BLOG PASSION & HISTOIRE - Une conversation avec Dr. Phil

Kenza Zaoui

Les ressources virtuelles pour découvrir ou renforcer ses connaissances sur l’histoire des francophones de Saint-Boniface ne manquent pas. Je vous en ai déjà présenté quelques-unes: le documentaire Au coeur de la francophonie manitobaine, la pièce de théâtre Léon et sa maison et en voici un tout nouveau : Une visite avec Docteur Phil. 

C’est le Musée de Saint-Boniface qui nous propose ce documentaire d’une heure, sous la forme d’un entretien avec le Docteur Philippe Mailhot. 

 

La genèse du documentaire

Pendant la fermeture du Musée, un professeur d’études autochtones à l’Université de Winnipeg regrettait de ne pas pouvoir emmener ses étudiants faire une tournée guidée du Musée.
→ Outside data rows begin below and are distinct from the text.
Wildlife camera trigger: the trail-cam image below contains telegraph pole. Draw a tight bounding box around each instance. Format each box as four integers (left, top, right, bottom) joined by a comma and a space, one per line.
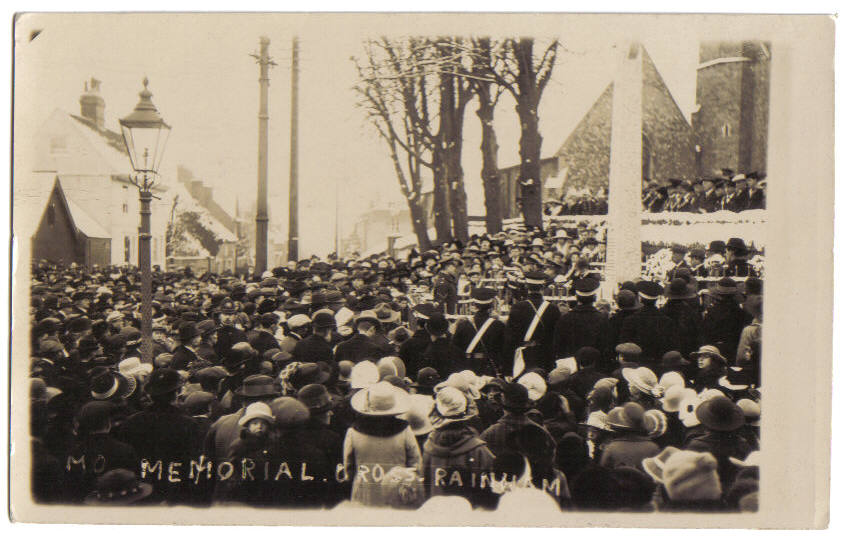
288, 36, 300, 261
251, 36, 276, 275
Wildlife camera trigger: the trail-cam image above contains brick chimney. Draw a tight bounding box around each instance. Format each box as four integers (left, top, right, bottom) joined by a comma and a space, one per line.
79, 77, 106, 129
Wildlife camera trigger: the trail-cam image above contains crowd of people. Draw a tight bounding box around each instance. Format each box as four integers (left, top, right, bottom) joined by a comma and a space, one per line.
544, 188, 609, 216
28, 225, 762, 511
641, 169, 767, 213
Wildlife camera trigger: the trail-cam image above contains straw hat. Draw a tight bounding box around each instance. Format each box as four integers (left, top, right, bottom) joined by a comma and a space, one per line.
350, 381, 409, 416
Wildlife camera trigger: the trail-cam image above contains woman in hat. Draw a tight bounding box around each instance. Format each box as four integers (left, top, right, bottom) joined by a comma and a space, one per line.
600, 402, 661, 469
684, 396, 753, 488
344, 381, 421, 506
423, 387, 494, 506
691, 346, 726, 392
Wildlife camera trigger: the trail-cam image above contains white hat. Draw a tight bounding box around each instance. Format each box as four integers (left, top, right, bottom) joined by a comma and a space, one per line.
350, 381, 409, 416
238, 402, 274, 426
518, 372, 547, 402
350, 361, 379, 389
118, 357, 153, 377
287, 314, 312, 329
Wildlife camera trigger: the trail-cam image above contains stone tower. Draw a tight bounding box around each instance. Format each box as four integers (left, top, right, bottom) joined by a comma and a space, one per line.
691, 41, 771, 175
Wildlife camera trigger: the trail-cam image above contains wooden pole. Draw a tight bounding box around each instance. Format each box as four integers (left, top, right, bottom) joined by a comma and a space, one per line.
288, 37, 300, 261
254, 36, 275, 275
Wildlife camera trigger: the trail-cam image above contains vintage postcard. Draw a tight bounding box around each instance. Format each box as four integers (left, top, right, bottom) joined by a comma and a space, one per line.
10, 13, 835, 528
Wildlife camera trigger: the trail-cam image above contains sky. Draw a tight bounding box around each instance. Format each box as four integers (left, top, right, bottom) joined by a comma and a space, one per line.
15, 14, 699, 255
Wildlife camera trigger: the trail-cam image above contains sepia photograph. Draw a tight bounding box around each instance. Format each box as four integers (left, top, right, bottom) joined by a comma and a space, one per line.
9, 13, 834, 528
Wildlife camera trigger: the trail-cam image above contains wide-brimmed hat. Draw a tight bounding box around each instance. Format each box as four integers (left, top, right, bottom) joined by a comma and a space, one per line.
297, 383, 333, 416
691, 346, 727, 364
235, 374, 280, 398
430, 387, 476, 429
665, 278, 697, 299
118, 357, 153, 377
84, 469, 153, 505
709, 276, 738, 296
606, 402, 645, 433
695, 396, 744, 432
238, 402, 274, 426
350, 381, 409, 416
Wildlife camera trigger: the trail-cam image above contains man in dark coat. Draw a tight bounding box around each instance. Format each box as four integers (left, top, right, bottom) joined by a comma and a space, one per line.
335, 310, 387, 364
247, 312, 279, 355
659, 278, 703, 357
417, 313, 465, 379
116, 368, 201, 503
170, 321, 200, 370
618, 281, 679, 368
432, 258, 461, 314
292, 310, 335, 364
504, 272, 559, 374
398, 303, 437, 379
555, 278, 610, 359
215, 299, 252, 357
703, 277, 747, 357
453, 288, 506, 376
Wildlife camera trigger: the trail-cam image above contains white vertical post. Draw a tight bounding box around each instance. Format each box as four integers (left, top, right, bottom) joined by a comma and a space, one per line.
603, 43, 642, 297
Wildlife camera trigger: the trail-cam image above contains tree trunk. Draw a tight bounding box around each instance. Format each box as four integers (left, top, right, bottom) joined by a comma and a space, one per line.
432, 150, 453, 245
406, 196, 432, 252
476, 96, 503, 234
516, 98, 543, 229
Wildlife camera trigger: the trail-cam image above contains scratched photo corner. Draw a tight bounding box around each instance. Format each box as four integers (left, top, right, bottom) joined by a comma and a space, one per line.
12, 14, 836, 524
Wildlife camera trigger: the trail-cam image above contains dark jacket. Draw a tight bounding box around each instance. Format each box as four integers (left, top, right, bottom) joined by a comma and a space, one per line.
398, 329, 430, 379
423, 422, 494, 506
335, 333, 386, 364
659, 299, 703, 358
115, 403, 202, 503
453, 313, 506, 376
555, 304, 611, 358
619, 304, 679, 367
504, 295, 559, 374
247, 330, 279, 355
703, 297, 746, 361
292, 334, 332, 364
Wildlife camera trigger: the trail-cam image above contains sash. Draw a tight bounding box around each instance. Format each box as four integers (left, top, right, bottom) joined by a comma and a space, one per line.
512, 301, 550, 378
465, 318, 494, 355
523, 301, 550, 343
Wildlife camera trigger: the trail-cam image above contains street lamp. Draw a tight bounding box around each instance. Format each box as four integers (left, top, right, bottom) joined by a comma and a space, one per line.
120, 77, 171, 363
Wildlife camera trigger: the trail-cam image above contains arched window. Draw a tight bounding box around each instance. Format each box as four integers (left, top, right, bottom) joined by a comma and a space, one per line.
641, 133, 653, 180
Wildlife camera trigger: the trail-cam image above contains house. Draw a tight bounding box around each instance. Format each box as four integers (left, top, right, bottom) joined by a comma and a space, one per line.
25, 78, 168, 266
498, 41, 770, 218
31, 176, 112, 267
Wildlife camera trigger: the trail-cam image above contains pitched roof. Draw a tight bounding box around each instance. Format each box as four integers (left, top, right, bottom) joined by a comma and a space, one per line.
64, 191, 112, 238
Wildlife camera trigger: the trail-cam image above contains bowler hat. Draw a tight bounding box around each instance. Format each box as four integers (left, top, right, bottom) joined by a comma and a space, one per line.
146, 368, 182, 396
297, 383, 333, 416
84, 469, 153, 505
235, 374, 280, 398
695, 396, 744, 431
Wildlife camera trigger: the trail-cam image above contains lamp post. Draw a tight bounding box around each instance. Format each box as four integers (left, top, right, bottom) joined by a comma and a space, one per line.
120, 77, 171, 363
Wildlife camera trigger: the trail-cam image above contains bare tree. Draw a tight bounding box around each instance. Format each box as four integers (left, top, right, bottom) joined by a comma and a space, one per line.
353, 38, 438, 249
479, 37, 559, 228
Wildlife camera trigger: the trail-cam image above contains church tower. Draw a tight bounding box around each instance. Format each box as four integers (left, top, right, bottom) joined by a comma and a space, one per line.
691, 41, 771, 176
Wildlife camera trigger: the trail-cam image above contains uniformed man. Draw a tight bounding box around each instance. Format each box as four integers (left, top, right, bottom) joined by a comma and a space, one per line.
506, 272, 559, 377
453, 288, 506, 377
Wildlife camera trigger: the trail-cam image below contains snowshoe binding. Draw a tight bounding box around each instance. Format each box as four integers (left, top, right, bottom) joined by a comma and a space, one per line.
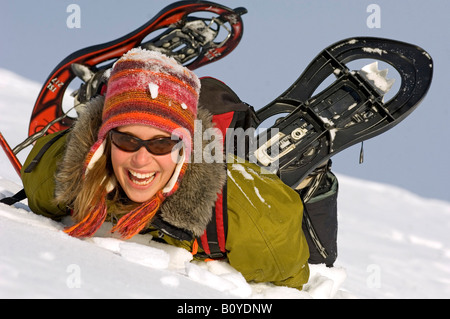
253, 37, 433, 188
24, 1, 247, 139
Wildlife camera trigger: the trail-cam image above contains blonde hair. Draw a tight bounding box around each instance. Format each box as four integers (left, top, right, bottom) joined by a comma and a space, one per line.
55, 136, 139, 222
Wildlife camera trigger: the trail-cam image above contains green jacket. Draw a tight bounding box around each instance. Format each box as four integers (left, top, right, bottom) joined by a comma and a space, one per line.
22, 100, 309, 289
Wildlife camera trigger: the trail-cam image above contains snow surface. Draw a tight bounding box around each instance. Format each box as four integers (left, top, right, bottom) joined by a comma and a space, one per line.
0, 69, 450, 299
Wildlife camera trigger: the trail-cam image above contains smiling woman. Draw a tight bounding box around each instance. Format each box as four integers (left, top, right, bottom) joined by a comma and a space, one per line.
21, 49, 309, 289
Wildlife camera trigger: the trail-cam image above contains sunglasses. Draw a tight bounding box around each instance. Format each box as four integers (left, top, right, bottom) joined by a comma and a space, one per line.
110, 130, 179, 155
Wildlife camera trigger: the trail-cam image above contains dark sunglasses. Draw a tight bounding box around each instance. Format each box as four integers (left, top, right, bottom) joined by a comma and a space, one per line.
110, 130, 179, 155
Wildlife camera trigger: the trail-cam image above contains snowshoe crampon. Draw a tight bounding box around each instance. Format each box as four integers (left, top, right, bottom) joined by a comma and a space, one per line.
250, 37, 433, 188
28, 1, 247, 139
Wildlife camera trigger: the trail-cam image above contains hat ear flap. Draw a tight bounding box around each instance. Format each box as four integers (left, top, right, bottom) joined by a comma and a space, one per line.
162, 143, 187, 196
84, 139, 117, 193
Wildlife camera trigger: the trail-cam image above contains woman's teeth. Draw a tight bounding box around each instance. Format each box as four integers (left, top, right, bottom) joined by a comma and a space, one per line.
128, 170, 156, 186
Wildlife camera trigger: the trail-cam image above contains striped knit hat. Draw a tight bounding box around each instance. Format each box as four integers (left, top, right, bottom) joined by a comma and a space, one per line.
66, 48, 200, 238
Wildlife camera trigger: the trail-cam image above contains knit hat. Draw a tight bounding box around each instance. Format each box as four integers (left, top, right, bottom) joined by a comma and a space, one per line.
66, 48, 200, 238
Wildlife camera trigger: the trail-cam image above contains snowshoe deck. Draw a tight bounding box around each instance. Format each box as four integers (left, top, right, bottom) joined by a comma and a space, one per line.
250, 38, 433, 188
28, 1, 247, 136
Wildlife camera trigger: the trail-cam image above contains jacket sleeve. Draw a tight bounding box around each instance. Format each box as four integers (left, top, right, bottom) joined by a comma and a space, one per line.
21, 132, 67, 220
227, 162, 309, 289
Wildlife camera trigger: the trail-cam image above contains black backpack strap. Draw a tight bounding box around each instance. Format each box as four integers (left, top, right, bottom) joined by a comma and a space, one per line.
0, 189, 27, 206
0, 130, 69, 206
24, 130, 69, 173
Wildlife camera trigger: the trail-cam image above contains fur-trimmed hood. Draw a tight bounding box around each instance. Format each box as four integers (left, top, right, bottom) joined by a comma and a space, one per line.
55, 97, 226, 236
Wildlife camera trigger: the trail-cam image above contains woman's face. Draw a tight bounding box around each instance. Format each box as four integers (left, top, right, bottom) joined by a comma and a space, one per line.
111, 124, 176, 203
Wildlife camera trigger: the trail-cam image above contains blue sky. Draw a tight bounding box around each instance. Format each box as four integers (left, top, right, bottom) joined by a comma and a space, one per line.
0, 0, 450, 201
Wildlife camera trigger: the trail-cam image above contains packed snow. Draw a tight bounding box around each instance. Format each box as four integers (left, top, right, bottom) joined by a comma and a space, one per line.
0, 69, 450, 299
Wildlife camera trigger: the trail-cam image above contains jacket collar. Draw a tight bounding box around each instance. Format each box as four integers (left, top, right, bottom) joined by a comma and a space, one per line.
55, 97, 226, 237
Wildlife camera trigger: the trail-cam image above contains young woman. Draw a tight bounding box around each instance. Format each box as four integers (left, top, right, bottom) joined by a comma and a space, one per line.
22, 49, 309, 289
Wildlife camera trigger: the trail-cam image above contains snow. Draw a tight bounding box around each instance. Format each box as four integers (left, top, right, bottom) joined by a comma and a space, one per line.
0, 69, 450, 299
148, 82, 159, 99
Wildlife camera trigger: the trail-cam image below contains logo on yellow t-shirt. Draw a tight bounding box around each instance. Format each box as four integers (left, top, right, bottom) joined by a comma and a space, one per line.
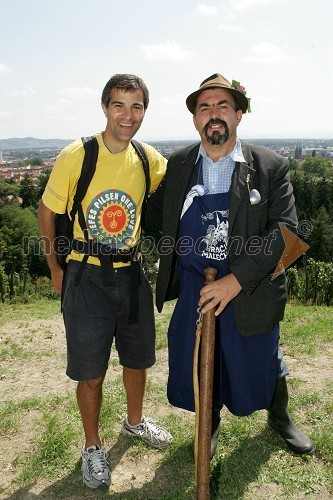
86, 189, 136, 248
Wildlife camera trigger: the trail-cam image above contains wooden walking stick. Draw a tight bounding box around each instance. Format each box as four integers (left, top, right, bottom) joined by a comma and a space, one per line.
193, 267, 217, 500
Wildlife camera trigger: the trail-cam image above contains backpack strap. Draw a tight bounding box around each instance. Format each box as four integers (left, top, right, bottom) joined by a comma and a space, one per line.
131, 139, 150, 201
131, 139, 150, 221
75, 136, 99, 237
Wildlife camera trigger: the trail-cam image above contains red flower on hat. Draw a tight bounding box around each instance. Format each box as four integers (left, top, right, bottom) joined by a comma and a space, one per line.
231, 80, 251, 113
231, 80, 246, 95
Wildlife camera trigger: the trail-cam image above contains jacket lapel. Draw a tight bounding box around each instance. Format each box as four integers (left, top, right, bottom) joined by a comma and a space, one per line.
229, 142, 256, 236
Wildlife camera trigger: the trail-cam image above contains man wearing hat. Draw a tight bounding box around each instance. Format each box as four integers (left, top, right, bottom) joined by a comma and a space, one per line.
146, 74, 313, 456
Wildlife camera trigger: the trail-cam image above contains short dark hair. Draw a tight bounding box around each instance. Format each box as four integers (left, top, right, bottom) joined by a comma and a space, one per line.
102, 74, 149, 111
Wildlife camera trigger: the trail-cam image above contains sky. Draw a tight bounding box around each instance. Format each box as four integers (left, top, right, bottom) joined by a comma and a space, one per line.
0, 0, 333, 142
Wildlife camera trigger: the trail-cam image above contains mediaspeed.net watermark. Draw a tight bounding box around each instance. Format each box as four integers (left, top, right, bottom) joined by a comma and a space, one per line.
23, 220, 312, 279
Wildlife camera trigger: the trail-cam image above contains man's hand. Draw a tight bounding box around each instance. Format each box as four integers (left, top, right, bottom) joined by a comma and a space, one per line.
51, 265, 64, 294
199, 273, 242, 316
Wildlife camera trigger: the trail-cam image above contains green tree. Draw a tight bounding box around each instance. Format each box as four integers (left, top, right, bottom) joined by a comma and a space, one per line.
307, 205, 333, 262
303, 156, 332, 177
0, 263, 9, 303
0, 205, 43, 276
19, 175, 37, 208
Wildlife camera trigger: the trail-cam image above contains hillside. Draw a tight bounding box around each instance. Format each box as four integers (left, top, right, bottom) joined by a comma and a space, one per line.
0, 137, 72, 151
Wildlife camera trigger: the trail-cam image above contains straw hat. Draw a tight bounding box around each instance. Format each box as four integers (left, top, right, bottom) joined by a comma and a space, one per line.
186, 73, 250, 115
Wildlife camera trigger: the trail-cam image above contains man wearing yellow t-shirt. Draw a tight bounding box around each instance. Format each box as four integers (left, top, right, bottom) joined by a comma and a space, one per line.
38, 74, 173, 489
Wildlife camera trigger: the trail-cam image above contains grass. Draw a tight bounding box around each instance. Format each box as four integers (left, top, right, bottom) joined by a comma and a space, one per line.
0, 300, 333, 500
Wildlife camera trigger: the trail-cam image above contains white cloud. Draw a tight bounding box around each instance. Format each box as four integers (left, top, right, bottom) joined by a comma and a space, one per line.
8, 87, 37, 97
245, 42, 294, 63
0, 63, 12, 75
219, 24, 243, 33
195, 3, 218, 16
57, 87, 98, 100
140, 40, 194, 61
229, 0, 277, 12
57, 97, 71, 104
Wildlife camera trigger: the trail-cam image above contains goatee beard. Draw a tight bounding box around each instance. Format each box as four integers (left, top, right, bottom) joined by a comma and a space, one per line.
204, 118, 229, 146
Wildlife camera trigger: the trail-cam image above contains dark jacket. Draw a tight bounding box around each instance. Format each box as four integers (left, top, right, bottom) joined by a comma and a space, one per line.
146, 142, 297, 335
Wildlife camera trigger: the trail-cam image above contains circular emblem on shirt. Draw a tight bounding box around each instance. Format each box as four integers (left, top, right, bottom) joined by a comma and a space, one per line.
86, 189, 136, 248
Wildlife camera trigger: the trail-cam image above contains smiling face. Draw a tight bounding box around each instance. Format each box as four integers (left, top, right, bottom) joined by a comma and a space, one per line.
102, 88, 145, 153
193, 88, 243, 156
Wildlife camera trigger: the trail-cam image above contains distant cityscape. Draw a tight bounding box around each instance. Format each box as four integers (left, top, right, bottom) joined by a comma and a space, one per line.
0, 137, 333, 182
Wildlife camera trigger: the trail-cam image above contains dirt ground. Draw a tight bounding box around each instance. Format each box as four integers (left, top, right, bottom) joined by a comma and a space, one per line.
0, 314, 188, 499
0, 314, 333, 499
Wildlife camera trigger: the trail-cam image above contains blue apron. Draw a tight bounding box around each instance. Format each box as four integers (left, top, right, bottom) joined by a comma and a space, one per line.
167, 186, 279, 416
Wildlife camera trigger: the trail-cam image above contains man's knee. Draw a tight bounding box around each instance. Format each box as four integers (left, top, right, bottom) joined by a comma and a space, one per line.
78, 373, 105, 390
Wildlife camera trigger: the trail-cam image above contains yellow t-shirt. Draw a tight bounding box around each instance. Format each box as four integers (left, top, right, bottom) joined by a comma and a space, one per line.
42, 133, 167, 267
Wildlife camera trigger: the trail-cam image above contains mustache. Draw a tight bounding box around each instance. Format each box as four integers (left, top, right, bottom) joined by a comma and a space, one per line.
204, 118, 228, 133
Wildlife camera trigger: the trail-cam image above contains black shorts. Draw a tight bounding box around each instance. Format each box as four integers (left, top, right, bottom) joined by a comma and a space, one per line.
63, 261, 155, 380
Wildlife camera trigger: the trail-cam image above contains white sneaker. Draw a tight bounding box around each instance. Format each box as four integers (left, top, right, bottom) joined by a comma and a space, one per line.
82, 445, 111, 490
121, 416, 173, 450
L’idée d’enregistrer un système de questions/réponses était née. 

C’est Philippe Mailhot qui répond aux questions des étudiants. Outre son expertise de la période, il est aussi une figure emblématique du musée et un expert de la période. Il a travaillé au Musée de 1986 à 2014, d’abord comme assistant conservateur puis comme directeur exécutif. 

15 questions permettent d’assouvir la curiosité du spectateur sur l’histoire, la culture, la société de la colonie de la Rivière-Rouge et son plus célèbre représentant, Louis Riel.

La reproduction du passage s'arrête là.